Early Modern Verse

New plays, from Early Modern to postmodern.

That’s what it says on my business card, and that begins to sum up the range of styles, genres and personalities I take on in my writing. However, in recent years I have honed the Early Modern-style writing I have long been dabbling in, and have been writing almost exclusively in this style of late. Here I have highlighted projects I have written, and am writing, in just-barely-modernized Shakespearean language and form.
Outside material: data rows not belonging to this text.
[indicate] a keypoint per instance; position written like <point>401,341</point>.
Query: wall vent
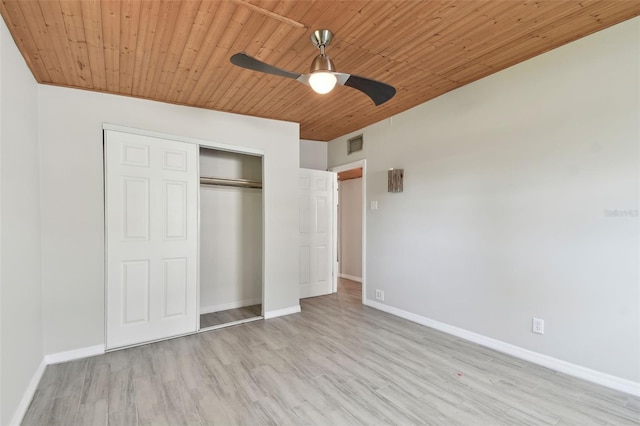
<point>355,144</point>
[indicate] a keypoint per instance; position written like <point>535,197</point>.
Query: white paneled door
<point>151,187</point>
<point>317,233</point>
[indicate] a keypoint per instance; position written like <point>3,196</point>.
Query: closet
<point>230,238</point>
<point>183,234</point>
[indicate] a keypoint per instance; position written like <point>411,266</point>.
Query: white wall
<point>72,199</point>
<point>504,211</point>
<point>350,207</point>
<point>313,154</point>
<point>21,351</point>
<point>230,233</point>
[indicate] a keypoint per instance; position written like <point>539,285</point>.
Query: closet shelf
<point>240,183</point>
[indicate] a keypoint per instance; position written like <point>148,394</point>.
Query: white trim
<point>168,136</point>
<point>282,312</point>
<point>351,277</point>
<point>230,305</point>
<point>74,354</point>
<point>18,415</point>
<point>604,379</point>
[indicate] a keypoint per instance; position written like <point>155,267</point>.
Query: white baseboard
<point>28,395</point>
<point>282,312</point>
<point>555,364</point>
<point>231,305</point>
<point>74,354</point>
<point>351,277</point>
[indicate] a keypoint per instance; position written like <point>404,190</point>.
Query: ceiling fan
<point>323,77</point>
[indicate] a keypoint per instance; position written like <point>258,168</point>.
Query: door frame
<point>342,168</point>
<point>200,143</point>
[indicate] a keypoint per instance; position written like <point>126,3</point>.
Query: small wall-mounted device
<point>395,179</point>
<point>355,144</point>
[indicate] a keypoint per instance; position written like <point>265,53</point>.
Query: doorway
<point>351,217</point>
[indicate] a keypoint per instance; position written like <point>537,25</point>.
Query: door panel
<point>316,232</point>
<point>151,187</point>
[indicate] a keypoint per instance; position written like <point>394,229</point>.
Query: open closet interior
<point>231,204</point>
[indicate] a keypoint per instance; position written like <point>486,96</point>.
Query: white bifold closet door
<point>151,187</point>
<point>317,204</point>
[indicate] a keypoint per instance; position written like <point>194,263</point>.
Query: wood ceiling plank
<point>182,25</point>
<point>74,29</point>
<point>224,69</point>
<point>219,51</point>
<point>149,12</point>
<point>129,27</point>
<point>92,26</point>
<point>195,81</point>
<point>110,18</point>
<point>32,14</point>
<point>27,44</point>
<point>202,24</point>
<point>178,50</point>
<point>163,56</point>
<point>269,38</point>
<point>53,17</point>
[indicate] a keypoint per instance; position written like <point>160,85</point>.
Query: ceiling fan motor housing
<point>322,63</point>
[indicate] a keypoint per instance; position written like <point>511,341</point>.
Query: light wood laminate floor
<point>336,363</point>
<point>230,315</point>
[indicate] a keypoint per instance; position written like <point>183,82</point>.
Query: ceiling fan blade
<point>245,61</point>
<point>378,92</point>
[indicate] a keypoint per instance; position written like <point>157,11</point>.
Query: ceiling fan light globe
<point>322,82</point>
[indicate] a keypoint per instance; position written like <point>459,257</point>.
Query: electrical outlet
<point>537,325</point>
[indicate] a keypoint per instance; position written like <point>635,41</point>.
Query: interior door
<point>317,233</point>
<point>151,187</point>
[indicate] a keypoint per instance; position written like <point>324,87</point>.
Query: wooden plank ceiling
<point>178,51</point>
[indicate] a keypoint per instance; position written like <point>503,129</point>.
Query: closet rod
<point>240,183</point>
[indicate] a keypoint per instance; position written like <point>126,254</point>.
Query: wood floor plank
<point>335,363</point>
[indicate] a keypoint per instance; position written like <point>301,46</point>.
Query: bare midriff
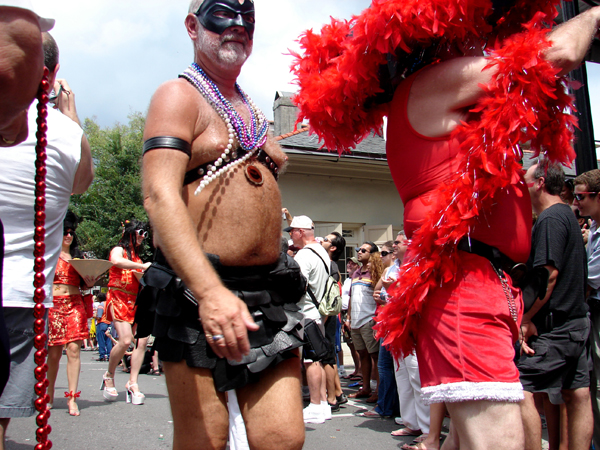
<point>65,289</point>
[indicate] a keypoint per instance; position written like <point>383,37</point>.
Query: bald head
<point>21,70</point>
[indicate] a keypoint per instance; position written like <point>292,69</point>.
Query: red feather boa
<point>525,101</point>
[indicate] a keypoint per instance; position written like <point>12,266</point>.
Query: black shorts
<point>560,359</point>
<point>166,309</point>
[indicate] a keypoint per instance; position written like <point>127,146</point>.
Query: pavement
<point>122,426</point>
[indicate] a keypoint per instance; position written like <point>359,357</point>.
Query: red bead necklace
<point>39,325</point>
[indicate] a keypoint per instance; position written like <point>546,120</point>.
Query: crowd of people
<point>442,320</point>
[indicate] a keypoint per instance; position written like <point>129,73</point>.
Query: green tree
<point>116,194</point>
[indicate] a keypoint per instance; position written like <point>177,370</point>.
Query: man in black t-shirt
<point>555,328</point>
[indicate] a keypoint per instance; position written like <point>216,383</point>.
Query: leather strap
<point>168,142</point>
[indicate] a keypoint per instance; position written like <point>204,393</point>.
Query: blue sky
<point>115,53</point>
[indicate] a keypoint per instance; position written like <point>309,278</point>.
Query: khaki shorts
<point>363,338</point>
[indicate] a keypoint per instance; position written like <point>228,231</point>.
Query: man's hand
<point>224,314</point>
<point>527,330</point>
<point>65,100</point>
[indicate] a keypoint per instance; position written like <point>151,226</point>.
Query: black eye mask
<point>243,15</point>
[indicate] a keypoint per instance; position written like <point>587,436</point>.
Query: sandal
<point>73,409</point>
<point>360,394</point>
<point>406,432</point>
<point>110,393</point>
<point>134,397</point>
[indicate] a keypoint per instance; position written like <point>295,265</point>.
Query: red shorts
<point>67,320</point>
<point>466,337</point>
<point>120,306</point>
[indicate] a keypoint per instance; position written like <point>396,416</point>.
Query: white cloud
<point>115,53</point>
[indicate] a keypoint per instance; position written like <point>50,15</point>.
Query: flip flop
<point>406,432</point>
<point>360,394</point>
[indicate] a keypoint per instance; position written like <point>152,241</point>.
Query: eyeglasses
<point>581,195</point>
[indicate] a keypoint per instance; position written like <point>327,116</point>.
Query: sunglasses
<point>581,195</point>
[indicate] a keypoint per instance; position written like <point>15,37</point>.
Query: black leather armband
<point>168,142</point>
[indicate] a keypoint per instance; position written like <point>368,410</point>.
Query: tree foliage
<point>116,193</point>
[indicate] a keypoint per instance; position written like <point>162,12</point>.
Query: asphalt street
<point>122,426</point>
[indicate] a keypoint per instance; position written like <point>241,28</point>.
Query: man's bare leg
<point>532,423</point>
<point>315,378</point>
<point>579,417</point>
<point>365,367</point>
<point>477,423</point>
<point>200,418</point>
<point>272,408</point>
<point>3,426</point>
<point>553,421</point>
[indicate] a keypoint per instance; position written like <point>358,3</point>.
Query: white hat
<point>45,24</point>
<point>300,222</point>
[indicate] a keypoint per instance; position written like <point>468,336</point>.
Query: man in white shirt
<point>313,261</point>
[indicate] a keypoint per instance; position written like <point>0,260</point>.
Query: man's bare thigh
<point>272,408</point>
<point>199,411</point>
<point>485,425</point>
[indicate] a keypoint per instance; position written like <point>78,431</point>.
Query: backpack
<point>331,303</point>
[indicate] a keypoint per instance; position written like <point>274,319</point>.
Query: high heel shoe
<point>135,398</point>
<point>110,393</point>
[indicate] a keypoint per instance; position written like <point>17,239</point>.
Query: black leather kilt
<point>169,311</point>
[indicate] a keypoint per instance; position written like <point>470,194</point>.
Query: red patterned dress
<point>67,319</point>
<point>123,287</point>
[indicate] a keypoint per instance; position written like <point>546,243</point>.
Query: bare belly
<point>65,289</point>
<point>236,219</point>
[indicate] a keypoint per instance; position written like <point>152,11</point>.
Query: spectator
<point>351,266</point>
<point>335,245</point>
<point>362,312</point>
<point>104,342</point>
<point>314,263</point>
<point>587,201</point>
<point>69,170</point>
<point>555,328</point>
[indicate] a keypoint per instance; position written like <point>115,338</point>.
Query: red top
<point>419,164</point>
<point>66,274</point>
<point>124,279</point>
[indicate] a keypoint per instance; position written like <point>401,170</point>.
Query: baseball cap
<point>45,24</point>
<point>300,222</point>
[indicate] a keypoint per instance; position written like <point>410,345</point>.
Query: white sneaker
<point>326,410</point>
<point>305,393</point>
<point>313,414</point>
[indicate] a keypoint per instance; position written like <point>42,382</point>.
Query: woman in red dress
<point>67,319</point>
<point>123,287</point>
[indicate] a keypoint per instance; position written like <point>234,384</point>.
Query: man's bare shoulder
<point>176,109</point>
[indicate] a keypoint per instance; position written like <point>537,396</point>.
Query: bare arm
<point>118,259</point>
<point>85,171</point>
<point>528,329</point>
<point>442,94</point>
<point>175,112</point>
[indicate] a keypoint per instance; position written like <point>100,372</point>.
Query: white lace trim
<point>468,390</point>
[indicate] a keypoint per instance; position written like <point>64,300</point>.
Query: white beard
<point>226,53</point>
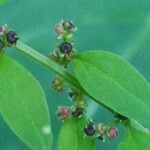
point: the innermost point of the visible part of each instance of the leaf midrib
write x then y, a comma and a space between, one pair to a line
128, 91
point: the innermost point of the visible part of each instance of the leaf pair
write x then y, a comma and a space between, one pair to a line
115, 83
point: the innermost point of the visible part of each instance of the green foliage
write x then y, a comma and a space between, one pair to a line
2, 1
23, 104
135, 140
72, 136
113, 82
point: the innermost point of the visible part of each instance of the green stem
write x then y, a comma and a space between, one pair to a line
50, 64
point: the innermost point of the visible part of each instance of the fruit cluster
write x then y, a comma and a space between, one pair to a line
64, 52
100, 131
66, 112
8, 38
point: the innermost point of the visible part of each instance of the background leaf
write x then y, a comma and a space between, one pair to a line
23, 105
122, 27
2, 1
135, 140
72, 136
115, 83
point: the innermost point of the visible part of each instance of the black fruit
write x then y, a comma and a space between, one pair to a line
89, 129
78, 112
65, 47
1, 45
12, 37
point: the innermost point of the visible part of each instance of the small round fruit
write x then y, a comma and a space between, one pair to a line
78, 112
89, 129
1, 45
12, 37
68, 25
65, 47
63, 112
112, 132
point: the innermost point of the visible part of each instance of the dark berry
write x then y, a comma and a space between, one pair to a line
68, 25
89, 129
65, 47
63, 113
71, 94
1, 45
78, 112
112, 132
100, 137
12, 37
121, 117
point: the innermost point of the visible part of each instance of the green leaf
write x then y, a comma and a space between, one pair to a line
23, 104
2, 1
71, 136
112, 81
135, 140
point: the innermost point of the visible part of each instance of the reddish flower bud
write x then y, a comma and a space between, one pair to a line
112, 132
12, 37
2, 30
63, 112
59, 29
101, 128
89, 129
1, 45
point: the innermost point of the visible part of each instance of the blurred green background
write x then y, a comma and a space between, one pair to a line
122, 27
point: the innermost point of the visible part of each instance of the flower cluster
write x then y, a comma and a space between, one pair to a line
67, 112
64, 52
8, 38
100, 131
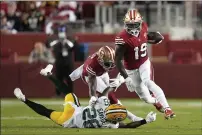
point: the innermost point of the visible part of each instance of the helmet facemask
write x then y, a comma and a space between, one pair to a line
106, 58
133, 28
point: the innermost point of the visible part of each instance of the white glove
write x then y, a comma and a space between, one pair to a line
129, 84
92, 101
116, 82
150, 117
47, 71
161, 36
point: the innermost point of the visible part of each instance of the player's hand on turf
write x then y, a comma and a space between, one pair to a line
92, 101
47, 71
150, 117
116, 82
129, 84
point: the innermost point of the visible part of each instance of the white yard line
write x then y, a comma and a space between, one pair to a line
42, 118
5, 103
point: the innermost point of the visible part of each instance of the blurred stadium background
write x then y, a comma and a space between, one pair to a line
177, 60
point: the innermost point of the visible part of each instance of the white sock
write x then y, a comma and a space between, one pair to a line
158, 93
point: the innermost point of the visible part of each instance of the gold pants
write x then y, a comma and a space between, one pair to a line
61, 117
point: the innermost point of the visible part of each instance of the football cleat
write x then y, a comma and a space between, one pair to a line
115, 113
169, 113
47, 71
158, 106
19, 95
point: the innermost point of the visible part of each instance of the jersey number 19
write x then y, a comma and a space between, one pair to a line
141, 51
89, 117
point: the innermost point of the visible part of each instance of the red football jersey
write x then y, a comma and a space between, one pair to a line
92, 66
136, 47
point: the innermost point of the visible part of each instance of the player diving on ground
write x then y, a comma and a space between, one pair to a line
99, 115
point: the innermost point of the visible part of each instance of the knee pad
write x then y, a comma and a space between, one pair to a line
112, 98
146, 82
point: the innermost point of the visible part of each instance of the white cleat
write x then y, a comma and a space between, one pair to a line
19, 95
47, 71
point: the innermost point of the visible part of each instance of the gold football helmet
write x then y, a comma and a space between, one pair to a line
132, 21
115, 113
106, 57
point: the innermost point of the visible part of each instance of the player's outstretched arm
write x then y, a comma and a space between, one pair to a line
151, 117
119, 53
61, 86
92, 83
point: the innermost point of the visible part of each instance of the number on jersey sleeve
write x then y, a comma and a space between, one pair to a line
119, 41
141, 51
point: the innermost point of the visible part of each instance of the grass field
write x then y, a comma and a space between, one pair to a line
18, 119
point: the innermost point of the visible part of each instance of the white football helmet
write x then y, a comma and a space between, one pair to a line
133, 21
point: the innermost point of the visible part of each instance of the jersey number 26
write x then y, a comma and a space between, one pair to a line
140, 51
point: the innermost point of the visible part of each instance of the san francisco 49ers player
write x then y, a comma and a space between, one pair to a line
94, 72
131, 46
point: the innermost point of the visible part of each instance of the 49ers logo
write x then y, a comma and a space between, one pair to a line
141, 51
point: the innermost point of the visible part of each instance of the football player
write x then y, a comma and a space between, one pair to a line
131, 46
100, 115
94, 72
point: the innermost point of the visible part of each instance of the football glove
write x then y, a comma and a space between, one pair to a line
150, 117
116, 82
129, 84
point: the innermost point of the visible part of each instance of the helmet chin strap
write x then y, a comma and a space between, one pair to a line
134, 32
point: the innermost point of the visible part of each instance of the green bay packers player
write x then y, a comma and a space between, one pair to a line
99, 115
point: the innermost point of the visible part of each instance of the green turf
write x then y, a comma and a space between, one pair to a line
18, 119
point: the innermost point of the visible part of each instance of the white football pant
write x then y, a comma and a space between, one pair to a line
143, 79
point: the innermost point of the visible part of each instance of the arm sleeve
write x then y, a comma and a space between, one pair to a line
90, 68
119, 41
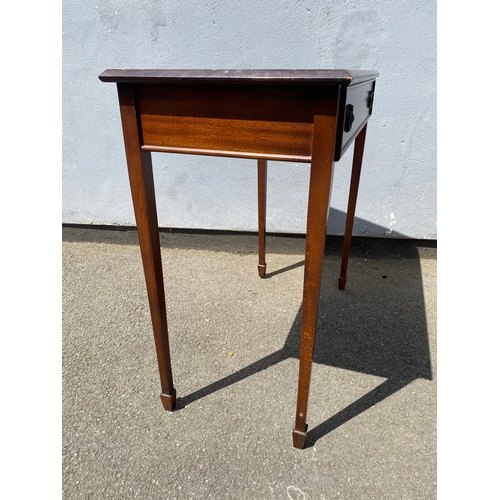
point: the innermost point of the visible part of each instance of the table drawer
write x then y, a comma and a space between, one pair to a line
355, 108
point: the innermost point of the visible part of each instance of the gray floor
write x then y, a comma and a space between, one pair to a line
234, 344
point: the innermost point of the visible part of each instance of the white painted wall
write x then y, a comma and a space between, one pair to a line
397, 195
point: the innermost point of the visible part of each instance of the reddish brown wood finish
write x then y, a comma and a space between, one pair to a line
264, 114
359, 147
272, 121
262, 202
143, 196
317, 216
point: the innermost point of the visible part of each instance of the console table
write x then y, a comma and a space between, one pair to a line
309, 116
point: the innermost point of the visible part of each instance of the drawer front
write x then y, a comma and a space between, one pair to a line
355, 110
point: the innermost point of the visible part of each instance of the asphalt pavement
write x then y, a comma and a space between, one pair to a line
234, 343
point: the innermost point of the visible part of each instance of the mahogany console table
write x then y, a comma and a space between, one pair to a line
307, 116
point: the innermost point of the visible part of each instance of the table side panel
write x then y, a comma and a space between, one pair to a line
270, 120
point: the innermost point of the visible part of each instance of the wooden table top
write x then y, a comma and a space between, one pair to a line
278, 76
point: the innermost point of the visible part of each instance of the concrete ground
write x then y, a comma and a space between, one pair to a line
234, 345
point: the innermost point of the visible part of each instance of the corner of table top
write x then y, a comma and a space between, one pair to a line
341, 77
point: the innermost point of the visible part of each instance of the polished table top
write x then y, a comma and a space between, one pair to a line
284, 76
288, 115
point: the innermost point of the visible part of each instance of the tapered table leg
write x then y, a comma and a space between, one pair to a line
262, 201
359, 146
143, 197
317, 215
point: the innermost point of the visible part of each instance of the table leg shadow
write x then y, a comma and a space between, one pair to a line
357, 331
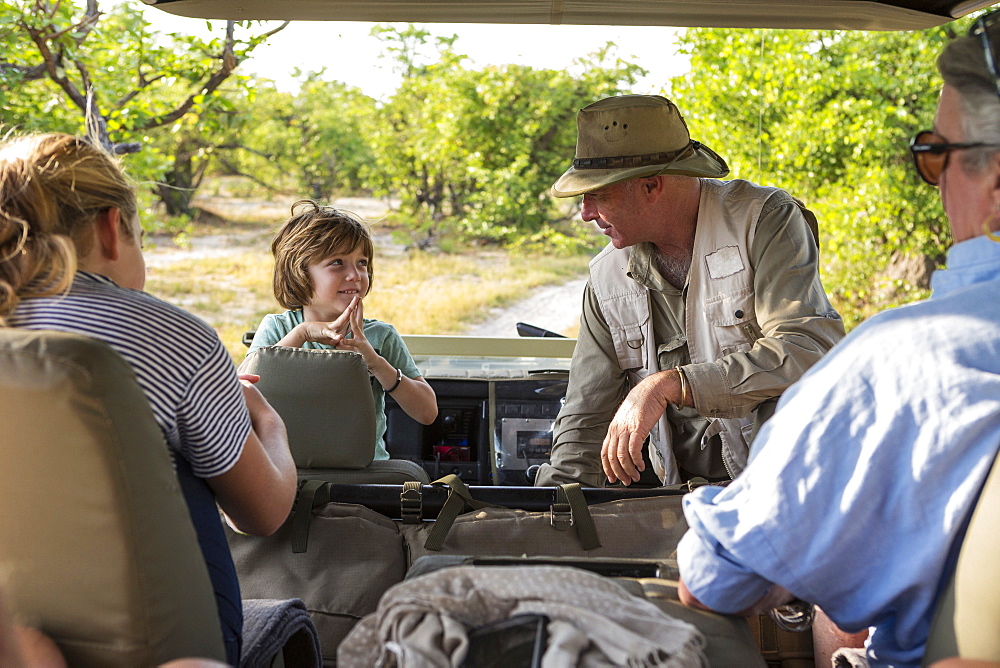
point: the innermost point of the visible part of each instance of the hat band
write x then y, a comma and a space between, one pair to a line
627, 161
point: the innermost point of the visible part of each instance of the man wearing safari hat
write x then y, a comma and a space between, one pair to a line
706, 303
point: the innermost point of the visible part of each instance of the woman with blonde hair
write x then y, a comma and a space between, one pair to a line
71, 260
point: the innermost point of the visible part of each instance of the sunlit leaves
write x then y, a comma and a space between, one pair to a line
828, 115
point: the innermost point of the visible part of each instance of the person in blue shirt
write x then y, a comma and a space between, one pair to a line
861, 486
323, 269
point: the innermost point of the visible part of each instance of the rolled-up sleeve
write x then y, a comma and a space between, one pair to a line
798, 325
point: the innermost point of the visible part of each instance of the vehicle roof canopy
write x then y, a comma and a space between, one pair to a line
827, 14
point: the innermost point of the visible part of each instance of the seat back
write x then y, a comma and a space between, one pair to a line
325, 399
97, 548
968, 615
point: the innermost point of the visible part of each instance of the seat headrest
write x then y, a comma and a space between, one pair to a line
325, 399
96, 544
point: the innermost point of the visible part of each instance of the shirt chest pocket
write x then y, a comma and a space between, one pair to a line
734, 320
628, 322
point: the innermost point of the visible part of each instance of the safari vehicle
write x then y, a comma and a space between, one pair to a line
497, 397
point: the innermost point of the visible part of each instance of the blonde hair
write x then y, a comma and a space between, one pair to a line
314, 232
52, 187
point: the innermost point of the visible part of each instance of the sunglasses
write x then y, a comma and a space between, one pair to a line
930, 151
930, 154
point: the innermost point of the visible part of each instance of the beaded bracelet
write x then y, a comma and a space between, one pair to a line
399, 379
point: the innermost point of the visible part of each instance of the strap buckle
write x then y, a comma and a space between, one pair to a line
411, 502
561, 516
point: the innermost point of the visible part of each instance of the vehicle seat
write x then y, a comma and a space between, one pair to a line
325, 399
97, 549
968, 616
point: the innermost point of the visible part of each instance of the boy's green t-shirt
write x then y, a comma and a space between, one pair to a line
384, 339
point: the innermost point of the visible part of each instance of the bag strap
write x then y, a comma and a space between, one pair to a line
572, 495
308, 497
569, 499
459, 501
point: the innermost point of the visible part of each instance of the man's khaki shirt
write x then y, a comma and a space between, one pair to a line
798, 326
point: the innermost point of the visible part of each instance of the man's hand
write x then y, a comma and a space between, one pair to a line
621, 454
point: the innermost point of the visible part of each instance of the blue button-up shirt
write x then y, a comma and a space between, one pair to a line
860, 486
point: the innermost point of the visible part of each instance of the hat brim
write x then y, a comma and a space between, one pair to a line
704, 162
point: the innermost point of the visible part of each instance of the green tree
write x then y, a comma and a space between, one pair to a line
475, 151
113, 74
811, 112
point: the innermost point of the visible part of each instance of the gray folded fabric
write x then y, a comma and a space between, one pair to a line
849, 657
270, 626
594, 623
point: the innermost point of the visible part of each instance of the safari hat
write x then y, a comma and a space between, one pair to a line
620, 138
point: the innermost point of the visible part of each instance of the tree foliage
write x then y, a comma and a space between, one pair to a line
315, 141
110, 72
828, 116
475, 151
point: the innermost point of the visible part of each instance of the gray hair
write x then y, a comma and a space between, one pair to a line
963, 67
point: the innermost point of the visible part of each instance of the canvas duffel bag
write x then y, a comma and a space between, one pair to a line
351, 557
345, 545
640, 527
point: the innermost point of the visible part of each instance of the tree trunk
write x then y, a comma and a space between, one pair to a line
178, 186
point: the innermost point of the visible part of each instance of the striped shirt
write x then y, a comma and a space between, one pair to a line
180, 364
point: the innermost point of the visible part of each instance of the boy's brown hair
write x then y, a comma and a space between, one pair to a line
314, 232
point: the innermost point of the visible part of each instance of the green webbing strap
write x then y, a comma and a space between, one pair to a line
304, 504
459, 501
580, 513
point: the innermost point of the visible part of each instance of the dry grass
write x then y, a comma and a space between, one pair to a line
419, 293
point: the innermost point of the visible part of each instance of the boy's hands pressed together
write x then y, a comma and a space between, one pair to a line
330, 333
379, 367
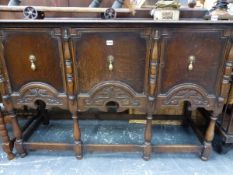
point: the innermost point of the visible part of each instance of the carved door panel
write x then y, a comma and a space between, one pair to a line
32, 60
191, 65
113, 60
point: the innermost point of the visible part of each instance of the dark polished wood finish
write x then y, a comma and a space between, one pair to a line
115, 64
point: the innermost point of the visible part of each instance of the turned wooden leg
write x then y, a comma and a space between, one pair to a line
7, 145
187, 114
148, 135
77, 137
18, 135
208, 139
43, 112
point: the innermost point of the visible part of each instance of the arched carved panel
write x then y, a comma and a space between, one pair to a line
106, 92
31, 92
196, 95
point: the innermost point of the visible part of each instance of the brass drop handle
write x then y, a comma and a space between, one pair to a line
191, 61
110, 61
32, 60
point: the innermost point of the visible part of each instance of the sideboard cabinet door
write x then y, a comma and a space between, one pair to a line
111, 65
191, 65
32, 55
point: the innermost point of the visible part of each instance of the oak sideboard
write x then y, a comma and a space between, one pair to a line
78, 65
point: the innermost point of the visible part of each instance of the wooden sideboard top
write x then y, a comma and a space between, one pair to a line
117, 21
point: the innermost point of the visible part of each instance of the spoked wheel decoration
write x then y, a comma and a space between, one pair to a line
110, 14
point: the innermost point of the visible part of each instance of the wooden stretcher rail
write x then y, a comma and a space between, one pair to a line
65, 9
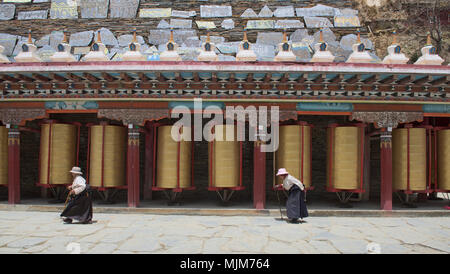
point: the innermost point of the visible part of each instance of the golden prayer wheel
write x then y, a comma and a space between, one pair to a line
443, 159
173, 159
345, 158
3, 155
409, 159
58, 153
294, 152
107, 156
225, 158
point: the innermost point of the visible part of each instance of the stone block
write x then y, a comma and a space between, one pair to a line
7, 11
265, 12
215, 11
180, 24
155, 13
94, 8
260, 24
107, 36
32, 15
205, 24
183, 14
269, 38
123, 8
228, 24
286, 11
81, 39
318, 10
346, 21
317, 22
289, 24
63, 9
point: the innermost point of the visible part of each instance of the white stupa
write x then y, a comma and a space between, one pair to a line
245, 53
208, 52
3, 58
321, 52
429, 55
98, 51
134, 51
285, 53
63, 53
170, 54
394, 53
359, 55
28, 52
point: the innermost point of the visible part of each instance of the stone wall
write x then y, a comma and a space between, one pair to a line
191, 20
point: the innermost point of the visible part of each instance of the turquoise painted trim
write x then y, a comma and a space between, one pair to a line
190, 105
307, 106
71, 105
436, 108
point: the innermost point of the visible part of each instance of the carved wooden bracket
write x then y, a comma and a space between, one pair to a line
387, 118
19, 116
133, 116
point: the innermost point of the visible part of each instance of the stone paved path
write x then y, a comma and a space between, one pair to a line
44, 232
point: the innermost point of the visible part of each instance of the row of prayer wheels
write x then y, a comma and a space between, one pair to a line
420, 156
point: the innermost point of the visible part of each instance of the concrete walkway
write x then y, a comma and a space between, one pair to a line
44, 232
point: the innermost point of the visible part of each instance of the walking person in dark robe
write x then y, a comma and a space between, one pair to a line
79, 207
295, 205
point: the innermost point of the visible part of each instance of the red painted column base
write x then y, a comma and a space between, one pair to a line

Most Seeming Virtuous Queen

A full-length adaptation of Hamlet in five acts, focusing on Ophelia’s madness journey and Gertrude’s relationships with her spiraling son and sometime ‘daughter’ Ophelia, with the added levity and wisdom of a new character, the Fool.

To Have is Not to Hold

A ten-minute play inspired by the confrontation between Gloucester and Lady Anne in Richard III, act I scene ii, reconceived roughly as if Gloucester had instead met with Katherine the shrew. A power struggle from start to finish.

Fellows Wise Enough

A one-act farce loosely based on the Comedy of Errors, but for that the twins are two pairs of cheveril gloves which resemble each other when turned outward. A cast entirely of clowns and fools.

My Anything

This project-in-the-works is a full-length reimagining of the Taming of the Shrew, but —as the play is so often whispered of — with the kinks worked in. This play explores how and why Katherine might choose a life with Petruchio, and what goes on in the scenes we’ve never yet seen.